Bill Bridges was a policeman in Kent, England before retiring due to high blood pressure and moved to Spain five years ago, opting for Torrevieja in Valencia region because of a generous local law offering free healthcare.
However recent arrivals have placed such a strain on Valencia's health system that the regional government said earlier this year it would scrap cover for foreigners, even if they hold resident status in Spain.
After protests to the British Embassy in Madrid, consular staff and the region have thrashed out a deal whereby an estimated 3,000 early retirees will continue to receive healthcare for a 'reasonable and affordable' price.
Bridges welcomed the regional government's move, but said questions still remained about its use of free health care to lure sunseeking northern Europeans.
"The Valencian authorities certainly used the health system as an inducement to get us here," he said. "I feel tricked."
Pensioners are covered by the European Union's reciprocal health system, which means the UK picks up the bill for treatment, but the arrangement does not cover early retirees.

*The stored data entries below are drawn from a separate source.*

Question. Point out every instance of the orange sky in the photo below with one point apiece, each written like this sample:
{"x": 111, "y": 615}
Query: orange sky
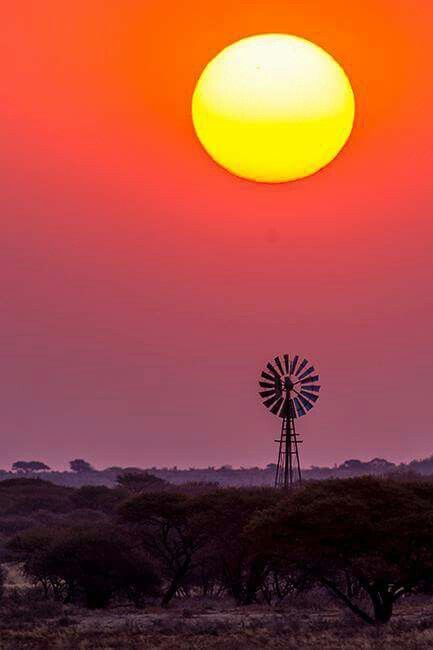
{"x": 145, "y": 286}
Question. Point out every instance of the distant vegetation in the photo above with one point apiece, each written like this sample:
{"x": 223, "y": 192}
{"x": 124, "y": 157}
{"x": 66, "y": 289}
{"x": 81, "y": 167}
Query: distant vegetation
{"x": 82, "y": 473}
{"x": 367, "y": 542}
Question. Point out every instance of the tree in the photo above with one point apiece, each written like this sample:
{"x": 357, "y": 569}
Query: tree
{"x": 171, "y": 528}
{"x": 358, "y": 536}
{"x": 29, "y": 466}
{"x": 85, "y": 564}
{"x": 79, "y": 465}
{"x": 228, "y": 513}
{"x": 138, "y": 482}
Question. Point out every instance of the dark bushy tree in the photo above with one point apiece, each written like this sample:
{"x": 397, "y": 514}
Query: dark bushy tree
{"x": 79, "y": 465}
{"x": 371, "y": 534}
{"x": 172, "y": 528}
{"x": 138, "y": 482}
{"x": 30, "y": 466}
{"x": 85, "y": 564}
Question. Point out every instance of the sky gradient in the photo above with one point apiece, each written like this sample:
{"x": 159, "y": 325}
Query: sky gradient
{"x": 143, "y": 287}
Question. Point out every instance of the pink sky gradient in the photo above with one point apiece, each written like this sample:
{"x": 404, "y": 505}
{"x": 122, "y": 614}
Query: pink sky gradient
{"x": 143, "y": 287}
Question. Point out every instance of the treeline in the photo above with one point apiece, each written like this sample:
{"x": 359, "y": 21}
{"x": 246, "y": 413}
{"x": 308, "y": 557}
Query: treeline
{"x": 366, "y": 541}
{"x": 82, "y": 473}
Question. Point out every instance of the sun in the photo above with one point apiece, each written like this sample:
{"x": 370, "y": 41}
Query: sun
{"x": 273, "y": 108}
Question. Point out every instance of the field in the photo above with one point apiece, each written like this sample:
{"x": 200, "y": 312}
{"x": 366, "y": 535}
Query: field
{"x": 28, "y": 621}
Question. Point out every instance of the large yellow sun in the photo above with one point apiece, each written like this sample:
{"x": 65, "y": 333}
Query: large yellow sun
{"x": 273, "y": 108}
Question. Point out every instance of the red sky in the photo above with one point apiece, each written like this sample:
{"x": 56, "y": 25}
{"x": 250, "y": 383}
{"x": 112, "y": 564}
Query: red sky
{"x": 143, "y": 287}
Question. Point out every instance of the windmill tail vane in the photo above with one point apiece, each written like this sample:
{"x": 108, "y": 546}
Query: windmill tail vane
{"x": 289, "y": 388}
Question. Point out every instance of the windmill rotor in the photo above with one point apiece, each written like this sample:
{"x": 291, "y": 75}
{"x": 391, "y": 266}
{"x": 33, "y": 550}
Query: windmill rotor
{"x": 289, "y": 388}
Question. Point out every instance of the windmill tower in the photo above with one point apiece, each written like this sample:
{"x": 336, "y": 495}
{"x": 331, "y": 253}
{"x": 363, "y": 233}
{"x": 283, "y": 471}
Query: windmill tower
{"x": 289, "y": 389}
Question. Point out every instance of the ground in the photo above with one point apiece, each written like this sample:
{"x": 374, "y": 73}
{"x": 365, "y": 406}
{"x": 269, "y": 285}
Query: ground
{"x": 29, "y": 622}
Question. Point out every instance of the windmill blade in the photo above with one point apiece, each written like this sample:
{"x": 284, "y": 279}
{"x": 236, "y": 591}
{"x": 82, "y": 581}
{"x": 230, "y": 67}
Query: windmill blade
{"x": 307, "y": 372}
{"x": 301, "y": 367}
{"x": 299, "y": 408}
{"x": 287, "y": 409}
{"x": 268, "y": 402}
{"x": 311, "y": 396}
{"x": 277, "y": 406}
{"x": 266, "y": 384}
{"x": 306, "y": 403}
{"x": 268, "y": 393}
{"x": 293, "y": 364}
{"x": 308, "y": 379}
{"x": 270, "y": 367}
{"x": 278, "y": 363}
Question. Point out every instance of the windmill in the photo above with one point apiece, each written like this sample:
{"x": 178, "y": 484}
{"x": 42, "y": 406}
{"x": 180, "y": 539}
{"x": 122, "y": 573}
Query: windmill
{"x": 289, "y": 388}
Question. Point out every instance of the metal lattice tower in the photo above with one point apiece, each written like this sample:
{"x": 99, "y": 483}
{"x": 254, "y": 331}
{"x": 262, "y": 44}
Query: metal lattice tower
{"x": 289, "y": 389}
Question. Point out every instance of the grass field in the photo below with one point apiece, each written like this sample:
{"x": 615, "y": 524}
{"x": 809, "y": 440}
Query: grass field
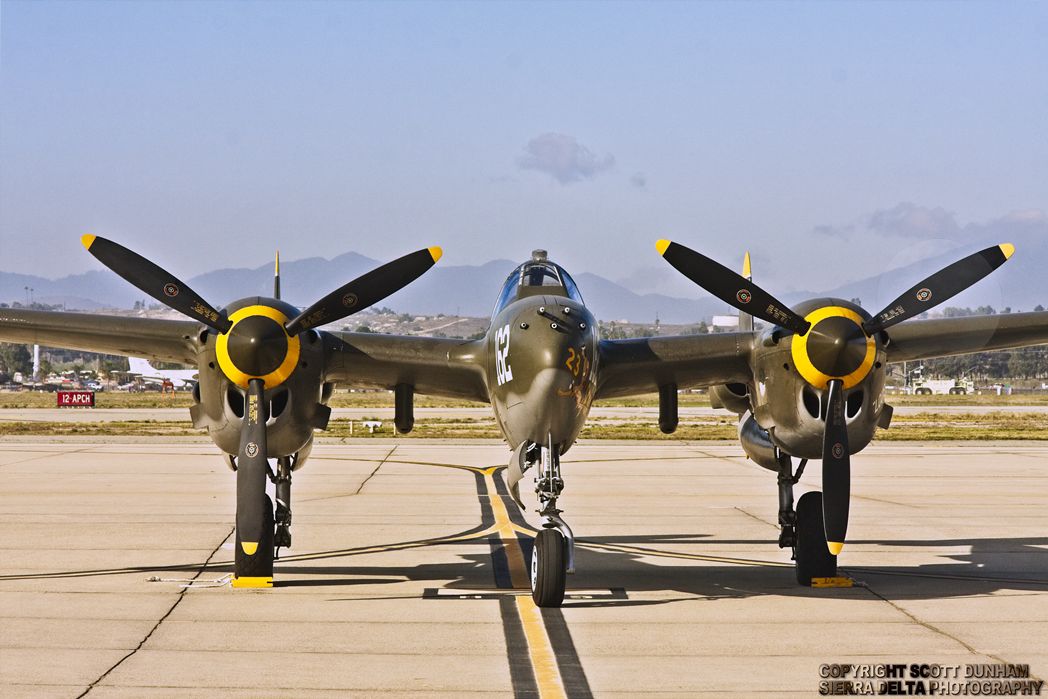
{"x": 385, "y": 399}
{"x": 920, "y": 427}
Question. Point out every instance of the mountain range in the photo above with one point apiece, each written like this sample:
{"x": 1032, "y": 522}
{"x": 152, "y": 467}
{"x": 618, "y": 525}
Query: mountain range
{"x": 471, "y": 289}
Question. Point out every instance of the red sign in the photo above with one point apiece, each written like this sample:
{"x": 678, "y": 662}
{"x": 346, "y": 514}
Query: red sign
{"x": 75, "y": 398}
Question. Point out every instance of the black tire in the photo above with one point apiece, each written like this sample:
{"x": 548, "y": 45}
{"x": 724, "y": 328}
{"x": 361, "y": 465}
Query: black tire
{"x": 549, "y": 567}
{"x": 259, "y": 565}
{"x": 813, "y": 559}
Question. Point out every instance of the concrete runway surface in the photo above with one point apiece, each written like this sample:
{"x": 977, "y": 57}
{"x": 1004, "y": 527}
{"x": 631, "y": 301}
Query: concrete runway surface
{"x": 409, "y": 563}
{"x": 650, "y": 414}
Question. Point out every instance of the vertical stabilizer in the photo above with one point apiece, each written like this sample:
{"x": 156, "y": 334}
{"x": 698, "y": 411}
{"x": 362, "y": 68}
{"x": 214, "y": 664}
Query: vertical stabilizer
{"x": 276, "y": 278}
{"x": 745, "y": 320}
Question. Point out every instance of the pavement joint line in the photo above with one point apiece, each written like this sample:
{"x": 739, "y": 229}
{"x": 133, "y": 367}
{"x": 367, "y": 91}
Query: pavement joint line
{"x": 365, "y": 481}
{"x": 178, "y": 599}
{"x": 47, "y": 454}
{"x": 759, "y": 519}
{"x": 932, "y": 627}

A draft directive published by the European Commission on Wednesday would allow patients throughout the EU to travel to other countries for treatment without authorisation from their own health authority. Britain has opposed the proposal.
However Bridges says expats like him have fallen into a healthcare black hole: not entitled to treatment in Spain, nor the UK because he cannot receive a Spanish health card and therefore European health cover.
The British Embassy told early retirees to take out private health cover, said Bridges, however insurers would not give him complete cover because of his health condition.
"What is really wrong is that the UK government have just washed their hands of us," he said.
Nobody at the British Embassy or Valencia's health ministry were available for comment on the agreement which will come into effect in January.